Le blog de Laurent Bisault

L’écrivain et les politiques

Avr 4, 2022
French writer Nicolas Mathieu poses during a photo session on September 19, 2018, in Paris. (Photo by JOEL SAGET / AFP)

Il est écrivain, romancier, adulé sur ce blog, et il vient de livrer l’analyse la plus pertinente de « l’affaire McKinsey ». Nicolas Mathieu a pour cela écrit un post sur son compte Instagram pour dire en quoi les explications qui nous en sont proposées demeurent insuffisantes. Elles tiennent en trois points, la gabegie, la collusion et la défiscalisation, mais passent à côté de l’essentiel : l’idéologie portée par ces sociétés. La gabegie fait référence à des factures monstrueuses pour des tâches qui auraient pu être effectuées en interne, à des missions dénuées d’intérêt ou jamais évaluées. La collusion c’est l’accusation portée contre McKinsey d’avoir participé à la campagne d’Emmanuel Macron en 2017, en partie gratuitement, d’où la possibilité d’un renvoi d’ascenseur. C’est un point qui pourrait être examiné par la justice pénale. La défiscalisation fait référence à l’absence de paiements de l’impôt sur les bénéfices par McKinsey depuis une dizaine d’années. Elle s’explique par une optimisation fiscale agressive de l’entreprise américaine. Un procédé qui consiste à déporter les bénéfices engrangés en France vers la maison mère localisée dans un paradis fiscal le Delaware.

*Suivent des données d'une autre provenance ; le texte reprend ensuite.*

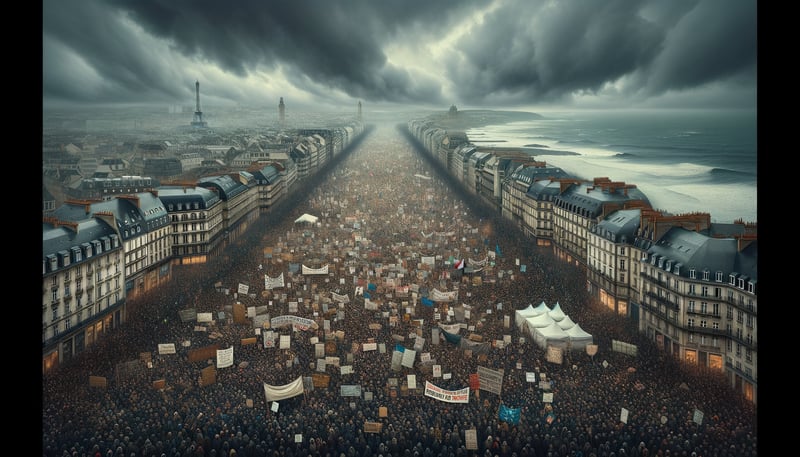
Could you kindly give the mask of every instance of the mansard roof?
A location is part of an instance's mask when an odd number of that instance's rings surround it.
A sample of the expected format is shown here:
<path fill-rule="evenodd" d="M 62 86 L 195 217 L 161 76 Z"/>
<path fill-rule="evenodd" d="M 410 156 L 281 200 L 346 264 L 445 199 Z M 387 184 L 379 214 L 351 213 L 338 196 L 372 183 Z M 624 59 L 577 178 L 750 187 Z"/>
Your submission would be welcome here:
<path fill-rule="evenodd" d="M 681 276 L 687 276 L 689 270 L 721 271 L 727 277 L 730 274 L 744 275 L 755 282 L 758 277 L 758 245 L 757 241 L 748 244 L 741 251 L 739 240 L 733 237 L 716 238 L 698 233 L 683 227 L 667 230 L 647 250 L 648 258 L 656 257 L 679 264 Z"/>
<path fill-rule="evenodd" d="M 150 192 L 121 195 L 111 200 L 89 203 L 67 202 L 53 212 L 62 221 L 81 222 L 98 213 L 108 213 L 116 219 L 123 240 L 169 225 L 167 210 L 161 200 Z"/>
<path fill-rule="evenodd" d="M 221 201 L 216 192 L 205 187 L 161 186 L 158 188 L 158 197 L 165 206 L 197 203 L 199 209 L 211 208 Z"/>
<path fill-rule="evenodd" d="M 44 222 L 42 224 L 42 257 L 46 258 L 85 243 L 116 236 L 114 227 L 98 218 L 84 219 L 73 224 L 72 227 Z"/>
<path fill-rule="evenodd" d="M 641 224 L 642 210 L 617 210 L 592 228 L 592 232 L 614 243 L 632 243 Z"/>

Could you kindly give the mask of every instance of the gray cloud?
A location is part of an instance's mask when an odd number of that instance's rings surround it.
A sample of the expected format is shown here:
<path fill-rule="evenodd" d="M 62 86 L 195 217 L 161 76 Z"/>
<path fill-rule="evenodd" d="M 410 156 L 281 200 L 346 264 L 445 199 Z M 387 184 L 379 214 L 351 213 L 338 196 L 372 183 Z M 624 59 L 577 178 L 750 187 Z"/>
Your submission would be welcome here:
<path fill-rule="evenodd" d="M 396 43 L 418 59 L 392 55 Z M 45 101 L 186 103 L 200 79 L 204 100 L 229 103 L 267 84 L 330 104 L 652 103 L 754 91 L 756 4 L 45 0 L 43 45 Z"/>

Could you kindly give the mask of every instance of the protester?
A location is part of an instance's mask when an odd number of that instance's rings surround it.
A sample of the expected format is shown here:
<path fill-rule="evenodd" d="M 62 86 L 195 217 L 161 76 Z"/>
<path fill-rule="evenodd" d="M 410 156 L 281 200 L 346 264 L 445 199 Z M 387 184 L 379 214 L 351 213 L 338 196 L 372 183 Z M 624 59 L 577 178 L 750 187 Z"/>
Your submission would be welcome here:
<path fill-rule="evenodd" d="M 659 351 L 634 324 L 592 301 L 578 268 L 499 218 L 476 215 L 470 196 L 454 194 L 429 170 L 398 133 L 378 130 L 307 199 L 263 216 L 207 264 L 174 269 L 172 281 L 128 304 L 124 325 L 45 376 L 42 455 L 758 455 L 754 408 L 721 374 Z M 304 213 L 318 222 L 296 224 Z M 459 260 L 468 268 L 456 269 Z M 303 266 L 326 273 L 305 275 Z M 265 287 L 265 277 L 281 274 L 284 287 Z M 239 284 L 248 292 L 239 293 Z M 423 304 L 434 289 L 457 300 Z M 343 296 L 348 301 L 334 300 Z M 515 310 L 540 302 L 558 302 L 593 335 L 598 353 L 568 350 L 562 363 L 548 362 L 514 323 Z M 318 325 L 257 334 L 252 317 L 234 322 L 239 305 Z M 443 336 L 433 341 L 440 323 L 458 323 L 448 313 L 454 309 L 470 311 L 461 337 L 510 336 L 510 343 L 470 354 Z M 183 321 L 182 310 L 211 313 L 213 322 Z M 275 347 L 263 344 L 267 330 Z M 412 335 L 425 338 L 413 366 L 393 369 L 396 349 L 414 350 Z M 288 349 L 278 347 L 280 336 L 290 338 Z M 243 344 L 253 337 L 257 344 Z M 636 345 L 638 355 L 612 351 L 612 340 Z M 325 343 L 325 357 L 338 357 L 339 366 L 318 371 L 312 341 Z M 160 353 L 159 344 L 169 343 L 176 353 Z M 232 347 L 234 364 L 201 386 L 201 371 L 216 361 L 190 362 L 188 354 L 212 345 Z M 422 363 L 422 354 L 434 363 Z M 433 365 L 443 376 L 434 377 Z M 472 389 L 468 403 L 448 403 L 423 393 L 425 381 L 468 387 L 478 367 L 502 370 L 499 395 Z M 528 382 L 527 373 L 546 378 L 549 389 Z M 267 402 L 265 383 L 314 374 L 328 375 L 327 387 Z M 106 386 L 90 386 L 90 376 Z M 350 386 L 360 386 L 360 395 L 342 396 Z M 501 405 L 519 409 L 519 422 L 500 420 Z"/>

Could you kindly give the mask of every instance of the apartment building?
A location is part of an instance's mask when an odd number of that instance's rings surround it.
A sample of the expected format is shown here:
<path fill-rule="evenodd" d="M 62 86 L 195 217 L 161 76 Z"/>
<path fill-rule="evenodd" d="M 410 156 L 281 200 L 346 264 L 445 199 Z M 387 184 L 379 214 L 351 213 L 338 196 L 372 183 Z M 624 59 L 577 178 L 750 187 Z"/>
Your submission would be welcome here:
<path fill-rule="evenodd" d="M 222 241 L 224 202 L 211 189 L 166 185 L 157 189 L 169 214 L 172 263 L 205 263 Z"/>
<path fill-rule="evenodd" d="M 650 207 L 647 197 L 633 184 L 604 177 L 569 185 L 553 201 L 555 254 L 585 266 L 589 231 L 611 212 L 631 207 Z"/>
<path fill-rule="evenodd" d="M 115 225 L 44 218 L 42 372 L 83 352 L 125 320 L 124 250 Z"/>
<path fill-rule="evenodd" d="M 755 226 L 672 227 L 636 241 L 639 329 L 687 364 L 725 373 L 749 401 L 758 391 Z"/>

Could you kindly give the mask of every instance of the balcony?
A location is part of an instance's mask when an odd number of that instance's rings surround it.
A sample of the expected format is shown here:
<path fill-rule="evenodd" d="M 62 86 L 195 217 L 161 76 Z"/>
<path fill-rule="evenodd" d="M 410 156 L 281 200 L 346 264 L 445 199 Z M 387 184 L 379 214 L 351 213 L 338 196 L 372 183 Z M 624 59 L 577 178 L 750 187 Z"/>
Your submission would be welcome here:
<path fill-rule="evenodd" d="M 655 294 L 653 292 L 647 292 L 645 293 L 645 296 L 650 298 L 651 300 L 656 301 L 659 304 L 666 306 L 667 309 L 671 309 L 673 311 L 680 311 L 680 306 L 678 306 L 677 303 L 671 302 L 664 297 L 660 297 L 658 294 Z"/>

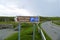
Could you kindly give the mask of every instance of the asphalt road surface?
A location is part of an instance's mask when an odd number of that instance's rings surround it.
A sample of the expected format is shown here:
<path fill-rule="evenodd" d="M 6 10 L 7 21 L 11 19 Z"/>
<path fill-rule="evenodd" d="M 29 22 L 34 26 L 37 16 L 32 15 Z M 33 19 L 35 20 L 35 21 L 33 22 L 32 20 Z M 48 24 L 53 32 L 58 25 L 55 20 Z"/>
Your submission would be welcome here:
<path fill-rule="evenodd" d="M 13 33 L 16 33 L 17 31 L 14 31 L 12 29 L 1 29 L 0 30 L 0 40 L 4 40 L 8 36 L 10 36 Z"/>
<path fill-rule="evenodd" d="M 52 40 L 60 40 L 60 26 L 47 21 L 41 24 L 41 27 L 52 38 Z"/>

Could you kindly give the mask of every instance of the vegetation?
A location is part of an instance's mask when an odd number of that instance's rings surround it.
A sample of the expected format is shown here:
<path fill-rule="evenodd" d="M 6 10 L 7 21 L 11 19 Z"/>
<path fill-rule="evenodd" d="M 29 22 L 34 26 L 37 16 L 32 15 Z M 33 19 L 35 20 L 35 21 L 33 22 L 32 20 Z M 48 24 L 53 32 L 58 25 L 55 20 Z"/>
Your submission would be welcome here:
<path fill-rule="evenodd" d="M 60 20 L 60 17 L 40 17 L 40 22 L 57 21 L 57 20 Z"/>
<path fill-rule="evenodd" d="M 60 21 L 52 21 L 52 23 L 60 25 Z"/>
<path fill-rule="evenodd" d="M 35 31 L 35 39 L 36 40 L 42 40 L 41 34 L 38 33 L 38 30 L 36 28 Z M 33 39 L 33 25 L 31 23 L 22 23 L 21 24 L 21 40 L 32 40 Z M 10 37 L 6 38 L 5 40 L 18 40 L 17 33 L 11 35 Z"/>
<path fill-rule="evenodd" d="M 13 25 L 13 28 L 17 27 L 18 23 L 17 22 L 0 22 L 0 24 L 12 24 Z"/>
<path fill-rule="evenodd" d="M 0 22 L 14 21 L 14 17 L 0 17 Z"/>

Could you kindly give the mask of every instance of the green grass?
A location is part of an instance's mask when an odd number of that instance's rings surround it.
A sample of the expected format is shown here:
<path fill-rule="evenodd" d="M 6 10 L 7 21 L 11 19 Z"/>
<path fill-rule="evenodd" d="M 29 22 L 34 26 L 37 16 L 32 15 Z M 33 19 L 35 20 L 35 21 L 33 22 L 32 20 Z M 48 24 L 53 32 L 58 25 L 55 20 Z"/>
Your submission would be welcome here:
<path fill-rule="evenodd" d="M 22 23 L 21 26 L 22 26 L 21 33 L 20 33 L 21 40 L 32 40 L 33 25 L 31 23 Z M 41 34 L 38 33 L 37 28 L 35 34 L 36 34 L 35 35 L 36 40 L 42 40 Z M 18 40 L 18 34 L 15 33 L 10 37 L 6 38 L 5 40 Z"/>
<path fill-rule="evenodd" d="M 12 24 L 13 25 L 13 28 L 17 27 L 18 23 L 17 22 L 0 22 L 0 24 Z"/>
<path fill-rule="evenodd" d="M 50 36 L 47 35 L 47 33 L 44 31 L 44 29 L 41 27 L 41 23 L 39 24 L 40 28 L 42 29 L 45 37 L 46 37 L 46 40 L 52 40 Z"/>
<path fill-rule="evenodd" d="M 52 23 L 60 25 L 60 21 L 52 21 Z"/>

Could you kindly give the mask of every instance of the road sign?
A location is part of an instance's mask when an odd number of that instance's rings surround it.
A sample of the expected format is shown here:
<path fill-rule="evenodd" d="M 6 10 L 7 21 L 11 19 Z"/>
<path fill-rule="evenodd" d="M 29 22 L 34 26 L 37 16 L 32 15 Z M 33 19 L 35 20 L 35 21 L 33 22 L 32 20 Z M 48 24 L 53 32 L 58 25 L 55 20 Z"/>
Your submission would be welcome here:
<path fill-rule="evenodd" d="M 39 18 L 37 16 L 17 16 L 18 22 L 39 22 Z"/>

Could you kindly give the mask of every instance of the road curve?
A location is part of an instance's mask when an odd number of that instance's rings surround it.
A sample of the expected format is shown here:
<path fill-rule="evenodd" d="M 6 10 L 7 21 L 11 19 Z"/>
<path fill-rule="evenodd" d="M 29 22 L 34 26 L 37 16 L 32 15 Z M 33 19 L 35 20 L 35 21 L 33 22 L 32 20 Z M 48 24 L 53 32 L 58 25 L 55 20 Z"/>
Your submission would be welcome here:
<path fill-rule="evenodd" d="M 16 33 L 17 31 L 14 31 L 12 29 L 2 29 L 0 30 L 0 40 L 4 40 L 8 36 L 10 36 L 13 33 Z"/>
<path fill-rule="evenodd" d="M 41 24 L 41 27 L 52 38 L 52 40 L 60 40 L 60 26 L 47 21 Z"/>

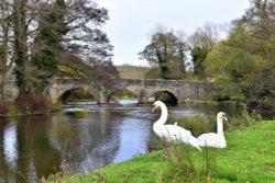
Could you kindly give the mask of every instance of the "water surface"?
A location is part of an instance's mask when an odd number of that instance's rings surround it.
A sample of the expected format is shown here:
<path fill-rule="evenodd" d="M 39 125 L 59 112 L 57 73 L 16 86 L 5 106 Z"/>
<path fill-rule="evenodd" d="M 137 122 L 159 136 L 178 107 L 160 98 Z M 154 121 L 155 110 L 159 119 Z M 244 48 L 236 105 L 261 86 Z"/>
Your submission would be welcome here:
<path fill-rule="evenodd" d="M 120 102 L 73 103 L 48 116 L 0 119 L 0 182 L 38 182 L 59 171 L 61 164 L 74 173 L 87 173 L 148 151 L 160 112 L 152 113 L 150 105 L 135 100 Z M 215 116 L 219 111 L 233 116 L 241 111 L 234 105 L 210 104 L 168 110 L 180 116 Z"/>

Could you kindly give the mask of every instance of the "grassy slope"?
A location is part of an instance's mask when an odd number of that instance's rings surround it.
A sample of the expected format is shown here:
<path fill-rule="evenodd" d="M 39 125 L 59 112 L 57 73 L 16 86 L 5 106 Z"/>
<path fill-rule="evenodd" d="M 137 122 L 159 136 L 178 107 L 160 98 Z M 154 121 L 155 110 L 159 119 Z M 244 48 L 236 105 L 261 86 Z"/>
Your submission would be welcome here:
<path fill-rule="evenodd" d="M 207 181 L 195 176 L 194 182 L 275 182 L 275 121 L 228 133 L 226 149 L 210 149 L 218 155 L 218 173 Z M 81 178 L 67 176 L 56 182 L 183 182 L 180 176 L 173 176 L 172 171 L 162 152 L 155 151 Z"/>

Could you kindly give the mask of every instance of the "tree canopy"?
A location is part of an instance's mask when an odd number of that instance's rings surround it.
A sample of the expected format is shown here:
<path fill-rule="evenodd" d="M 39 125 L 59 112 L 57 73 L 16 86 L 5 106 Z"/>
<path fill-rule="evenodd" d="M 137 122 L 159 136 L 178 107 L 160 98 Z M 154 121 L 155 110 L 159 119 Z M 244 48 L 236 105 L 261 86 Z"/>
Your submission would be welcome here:
<path fill-rule="evenodd" d="M 253 1 L 234 21 L 229 37 L 216 45 L 206 61 L 207 75 L 231 98 L 240 96 L 252 110 L 274 110 L 275 2 Z"/>

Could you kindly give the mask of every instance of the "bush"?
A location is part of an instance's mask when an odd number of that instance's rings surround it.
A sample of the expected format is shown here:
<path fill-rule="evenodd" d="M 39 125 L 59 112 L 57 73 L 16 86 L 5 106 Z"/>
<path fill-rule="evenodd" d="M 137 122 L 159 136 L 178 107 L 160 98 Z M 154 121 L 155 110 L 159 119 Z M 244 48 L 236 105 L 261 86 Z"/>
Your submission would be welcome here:
<path fill-rule="evenodd" d="M 46 114 L 47 100 L 42 94 L 36 94 L 31 91 L 21 92 L 16 99 L 16 106 L 23 114 Z"/>
<path fill-rule="evenodd" d="M 242 111 L 242 115 L 233 117 L 230 123 L 230 128 L 232 129 L 239 129 L 243 126 L 250 126 L 252 124 L 255 124 L 262 119 L 261 115 L 257 113 L 249 113 L 246 108 Z"/>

Les consultants qui interviennent dans les entreprises et les administrations ne sont donc pas neutres

Reste donc l’essentiel pour Nicolas Mathieu : l’idéologie. Car les cabinets de conseil, McKinsey et les autres, sont les vecteurs de la pensée libérale. Une idéologie développée par l’économiste Friedrich Hayek et mis en application par Ronald Reagan et Margaret Thatcher. Elle s’est caractérisée par une déconstruction de l’État au profit du privé. Sur la fin de sa vie, Hayek déniait à la puissance publique le monopole de la monnaie, et avait appuyé le Chili de Pinochet au nom de la liberté en économie. Les consultants qui interviennent dans les entreprises et les administrations ne sont donc pas neutres. Leurs formations, leurs savoirs les poussent, consciemment ou non, à la recherche de l’efficacité. Or nous dit Nicolas Mathieu « la démocratie n’est pas efficace ». Et de développer dans Libération que la démocratie c’est lent, c’est bavard, ça demande des compromis, mais c’est ça qui tient la société. De même la santé ne se résume pas à une comparaison des coûts et des gains. Sinon on aboutit aux Ehpad d’Orpea. Confier à McKinsey une mission sur la réforme des aides personnalisées au logement (APL) c’est leur demander de les baisser. Ce n’est en rien comparable à un audit financier commandé par une équipe municipale qui vient d’être élue.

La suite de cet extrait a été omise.